All during the rest of our interview, Henri Nouwen circled back to my question, as if he could not believe I could ask such a thing. He kept thinking of other ways he had benefited from his relationship with Adam. Truly, he was enjoying a new kind of spiritual peace, acquired not within the stately quadrangles of Harvard, but by the bedside of incontinent Adam. I left Daybreak convicted of my own spiritual poverty, I who so carefully arrange my writer’s life to make it efficient and single-focused.
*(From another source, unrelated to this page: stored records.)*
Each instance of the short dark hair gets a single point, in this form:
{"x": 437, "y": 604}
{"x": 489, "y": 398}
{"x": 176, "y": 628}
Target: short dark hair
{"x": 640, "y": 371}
The merciful are indeed blessed, I learned, for they will be shown mercy.



OBSERVATION:
In his instructions to the disciples Jesus boiled down their real challenge… “to keep it simple” as paraphrased in The Message. His point is well taken: “you are the equipment”. Somehow, over time, we the church have lost sight of that truth.

Our ministry and life has become extremely complicated. Henri Nouwen discovered a truth that escapes the best of us. How many of us would have walked about away from Harvard to take on the humble role of servant? How many of us would relinquish the opportunities of speaking engagements, staying at the finest hotels and eating at 5-star restaurants to be the caregiver of a total invalid? How many of us would pass up on the notoriety of a successful writing career to be a nursemaid to a man-child?

My guess… not one of us… no, not one. But, could it be that the fame, the fortune, the notoriety, the books, the speaking engagements was simply loading down Dr. Nouwen with unnecessary “equipment”? By moving to Daybreak and taking up the responsibilities of caring for Adam was his way of keeping it simple?

In considering Jesus’ instructions to his disciples we just might to think differently about the idea of “equipment” and “keeping it simple”. How much of what we are presently doing is just going through the motions? How much of the “trappings” of our church and really unnecessary “equipment”?

How can we make our witness more effective? What needs to change to find the peace, spiritual peace, that Dr. Nouwen discovered by taking on the role of a servant? I know that I am not up to the task, but the Christ in me is if I would but give him the freedom to move in that direction.

PRAYER:

Make me a captive Lord and then I shall be free.